The timber frame went back up on the restored foundation strong and square, ready for another 150 or more years. After the frame was complete the structure was sheathed. Siding, roofing, flooring, doors, and windows were installed. Some of the original siding was reused along with siding (cut to match and donated by a member of the Land Trust). A new cedar shake roof was installed to match what was there originally.

"As each piece of the structure's finish went back on," Wengryn remembers,  "like a child getting dressed for church service, the old wagon house came to life again. Its new life is not as a wagon house but as classroom and gathering-space for the farmers market.  But sensitive restoration preserving the old materials still tells the story of what came before: a reminder of the agrarian past it once had."

The wagon house is the first completely restored structure for the Hunterdon Land Trust. Assistance was provided by Hunterdon County, the State of New Jersey Historic Trust, and many Land Trust volunteers.

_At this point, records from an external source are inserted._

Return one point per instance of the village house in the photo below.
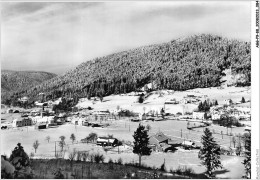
(199, 115)
(9, 111)
(142, 116)
(22, 122)
(228, 102)
(159, 142)
(107, 141)
(24, 99)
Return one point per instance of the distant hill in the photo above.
(16, 81)
(193, 62)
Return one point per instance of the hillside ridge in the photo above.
(186, 63)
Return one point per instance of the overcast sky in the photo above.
(56, 37)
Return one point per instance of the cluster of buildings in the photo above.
(159, 142)
(239, 113)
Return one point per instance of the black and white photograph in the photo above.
(129, 90)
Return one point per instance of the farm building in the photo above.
(24, 99)
(199, 115)
(142, 116)
(159, 142)
(9, 111)
(188, 144)
(22, 122)
(228, 102)
(106, 141)
(215, 116)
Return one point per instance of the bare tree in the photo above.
(234, 141)
(62, 142)
(36, 145)
(72, 156)
(48, 138)
(73, 138)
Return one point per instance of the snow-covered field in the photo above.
(123, 129)
(156, 102)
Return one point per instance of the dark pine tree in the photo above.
(210, 152)
(141, 141)
(141, 98)
(247, 160)
(243, 100)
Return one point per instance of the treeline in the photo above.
(14, 82)
(193, 62)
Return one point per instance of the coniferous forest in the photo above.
(192, 62)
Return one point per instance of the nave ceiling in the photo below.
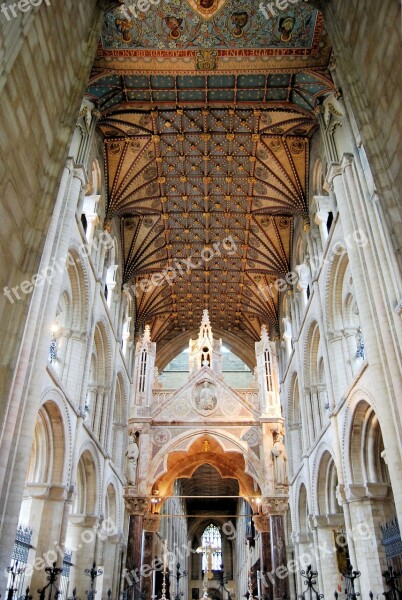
(206, 134)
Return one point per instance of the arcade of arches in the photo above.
(201, 236)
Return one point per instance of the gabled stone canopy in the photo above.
(207, 137)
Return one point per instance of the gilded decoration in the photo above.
(170, 34)
(205, 399)
(207, 110)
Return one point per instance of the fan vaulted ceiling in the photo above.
(206, 131)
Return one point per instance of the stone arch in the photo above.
(239, 347)
(324, 482)
(181, 456)
(119, 422)
(302, 509)
(80, 290)
(57, 398)
(88, 499)
(311, 349)
(318, 178)
(338, 264)
(94, 186)
(48, 452)
(102, 352)
(365, 446)
(112, 504)
(294, 421)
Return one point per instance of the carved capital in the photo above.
(334, 170)
(261, 523)
(347, 161)
(151, 523)
(136, 505)
(275, 505)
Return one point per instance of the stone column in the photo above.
(151, 525)
(136, 508)
(275, 508)
(261, 523)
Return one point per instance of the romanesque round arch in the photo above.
(163, 470)
(322, 479)
(89, 454)
(64, 431)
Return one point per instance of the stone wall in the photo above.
(366, 36)
(46, 55)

                                                                              Wagon house interior after restoration

                                                  Exterior of the wagon house after restoration (east and north sides in view)

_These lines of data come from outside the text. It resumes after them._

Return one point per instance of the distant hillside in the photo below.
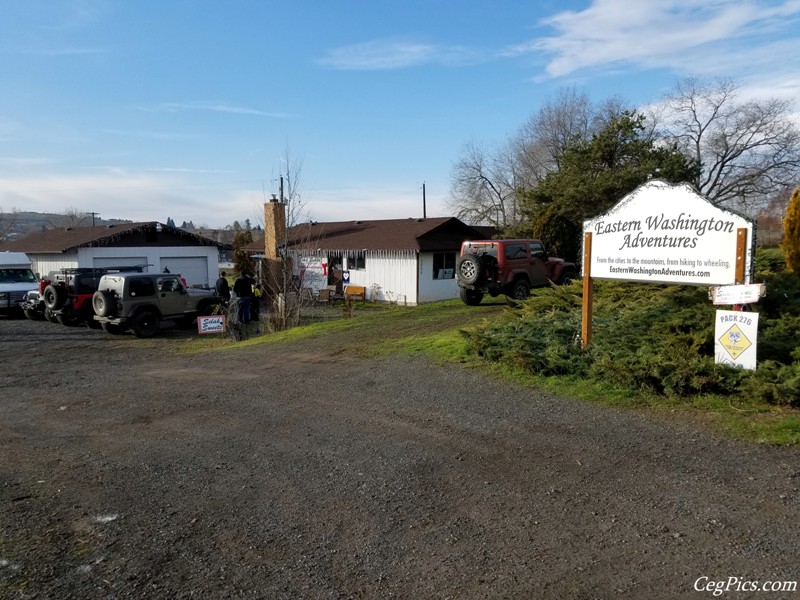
(18, 224)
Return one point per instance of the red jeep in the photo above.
(510, 267)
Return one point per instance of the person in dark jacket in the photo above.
(243, 288)
(222, 288)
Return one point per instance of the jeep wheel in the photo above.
(145, 324)
(468, 268)
(104, 304)
(470, 297)
(521, 289)
(113, 328)
(54, 297)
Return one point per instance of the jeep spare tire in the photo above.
(103, 304)
(53, 297)
(468, 268)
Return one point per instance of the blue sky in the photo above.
(149, 109)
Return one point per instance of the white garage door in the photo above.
(122, 261)
(194, 269)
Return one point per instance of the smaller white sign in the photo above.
(735, 339)
(213, 324)
(737, 294)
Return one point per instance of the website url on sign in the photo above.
(739, 584)
(662, 271)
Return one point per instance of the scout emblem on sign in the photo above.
(734, 341)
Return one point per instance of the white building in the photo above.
(408, 261)
(160, 247)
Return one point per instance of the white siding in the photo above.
(50, 264)
(194, 269)
(431, 289)
(120, 261)
(388, 276)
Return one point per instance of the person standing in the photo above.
(222, 288)
(243, 288)
(256, 305)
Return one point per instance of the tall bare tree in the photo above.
(487, 185)
(484, 187)
(748, 150)
(69, 217)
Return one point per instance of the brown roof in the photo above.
(69, 238)
(438, 233)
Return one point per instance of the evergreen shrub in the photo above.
(658, 338)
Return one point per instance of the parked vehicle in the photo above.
(140, 302)
(16, 278)
(510, 267)
(66, 297)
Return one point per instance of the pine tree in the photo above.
(791, 233)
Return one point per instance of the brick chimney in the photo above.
(274, 227)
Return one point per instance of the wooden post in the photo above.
(741, 252)
(586, 320)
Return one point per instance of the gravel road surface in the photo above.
(129, 470)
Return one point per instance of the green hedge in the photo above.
(658, 338)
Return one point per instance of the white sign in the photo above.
(736, 336)
(213, 324)
(313, 272)
(737, 294)
(661, 233)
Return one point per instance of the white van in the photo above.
(16, 278)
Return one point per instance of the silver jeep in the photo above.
(141, 301)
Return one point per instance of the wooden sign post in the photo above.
(586, 319)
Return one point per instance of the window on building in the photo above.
(444, 265)
(356, 262)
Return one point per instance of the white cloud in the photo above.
(395, 54)
(659, 33)
(210, 106)
(156, 195)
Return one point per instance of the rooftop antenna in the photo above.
(424, 210)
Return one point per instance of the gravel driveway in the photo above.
(129, 470)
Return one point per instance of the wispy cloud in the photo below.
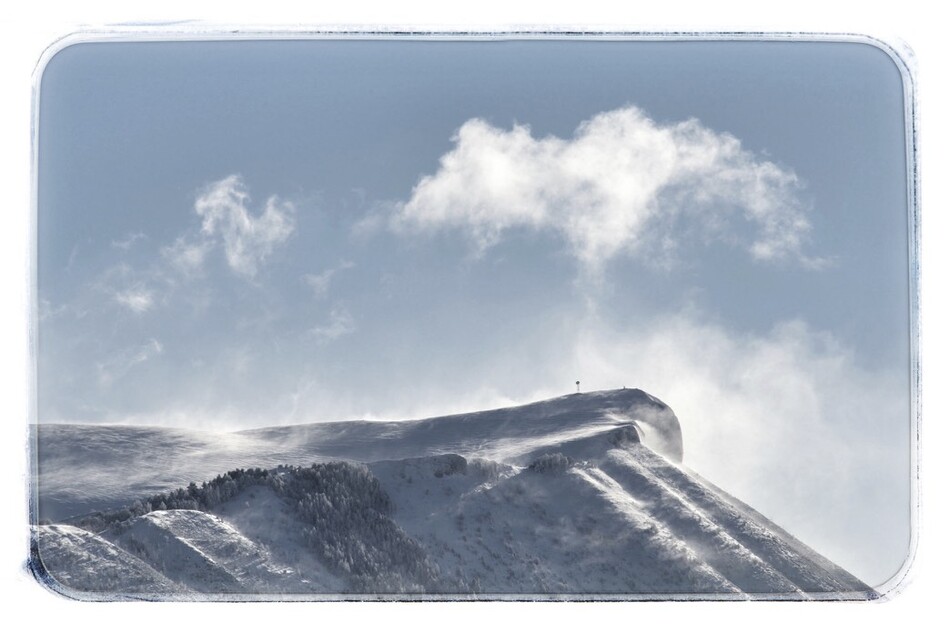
(320, 283)
(128, 241)
(340, 324)
(248, 240)
(623, 183)
(187, 254)
(121, 362)
(138, 300)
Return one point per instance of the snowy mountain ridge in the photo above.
(578, 496)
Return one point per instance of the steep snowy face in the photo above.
(87, 468)
(582, 495)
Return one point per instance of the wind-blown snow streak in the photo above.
(581, 506)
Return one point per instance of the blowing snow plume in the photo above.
(577, 495)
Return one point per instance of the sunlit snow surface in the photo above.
(473, 512)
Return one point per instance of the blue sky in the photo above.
(244, 234)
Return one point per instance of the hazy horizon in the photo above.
(249, 234)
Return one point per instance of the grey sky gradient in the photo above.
(230, 235)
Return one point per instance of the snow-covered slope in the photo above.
(85, 468)
(84, 563)
(583, 495)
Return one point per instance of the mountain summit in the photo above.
(583, 495)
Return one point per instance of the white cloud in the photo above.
(128, 241)
(340, 324)
(788, 422)
(623, 183)
(121, 362)
(187, 255)
(248, 240)
(320, 282)
(138, 300)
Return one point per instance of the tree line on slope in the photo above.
(344, 512)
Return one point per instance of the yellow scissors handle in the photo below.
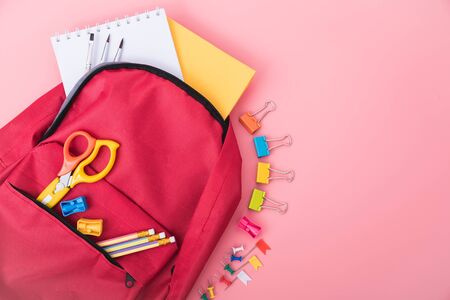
(80, 176)
(49, 197)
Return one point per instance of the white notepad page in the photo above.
(147, 40)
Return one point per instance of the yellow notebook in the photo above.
(213, 73)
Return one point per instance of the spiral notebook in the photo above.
(147, 40)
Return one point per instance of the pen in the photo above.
(135, 242)
(119, 51)
(103, 58)
(127, 237)
(90, 49)
(142, 247)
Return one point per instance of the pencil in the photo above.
(127, 237)
(134, 242)
(142, 247)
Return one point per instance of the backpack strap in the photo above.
(71, 98)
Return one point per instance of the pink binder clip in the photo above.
(246, 225)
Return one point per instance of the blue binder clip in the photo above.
(236, 258)
(73, 206)
(262, 144)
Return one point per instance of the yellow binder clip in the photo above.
(249, 121)
(264, 170)
(90, 226)
(259, 197)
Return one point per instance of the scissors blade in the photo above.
(64, 181)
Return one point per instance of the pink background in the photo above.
(363, 87)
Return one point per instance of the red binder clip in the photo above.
(249, 121)
(246, 225)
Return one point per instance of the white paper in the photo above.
(147, 40)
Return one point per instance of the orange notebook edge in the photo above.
(215, 74)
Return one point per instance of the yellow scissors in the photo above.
(72, 171)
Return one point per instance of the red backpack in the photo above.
(178, 170)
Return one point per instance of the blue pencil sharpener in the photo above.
(73, 206)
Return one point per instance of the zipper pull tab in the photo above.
(129, 281)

                                                Exterior of the wagon house after restoration (south and east sides in view)

The Hunterdon Land Trust


OUR MISSION: The Hunterdon Land Trust preserves the integrity of the rural landscapes in the Hunterdon County region by protecting and enhancing natural resources, and the cultural landscape of the historic Dvoor Farm, for public enjoyment and education.


The Trust preserves and stewards land, safeguarding the foundation of a sustainable community. Its work protects clean air and water and promotes a local food system. Preserved land also provides outdoor recreation and habitat for wildlife.


The Hunterdon Land Trust has helped protect more than 8,900 acres of forest, fields and farms. It owns and manages nature preserves throughout Hunterdon County. The Trust has owned and managed the Case/Dvoor farm since 1999.


The Trust works with landowners who wish to permanently protect the ecological, agricultural, scenic, historic or recreational qualities of their land. It helps landowners identify the best options to meet their conservation goals and financial needs and then assists them through the process of preservation. 


The Hunterdon Land Trust works in partnership with municipal, county and state governments as well as other nonprofit organizations to acquire and manage environmentally sensitive properties and farmland. As an owner of property and as monitor of conservation easements, the Trust is a steward of the land, responsible for ensuring the properties under its management remain undeveloped with their natural resources protected.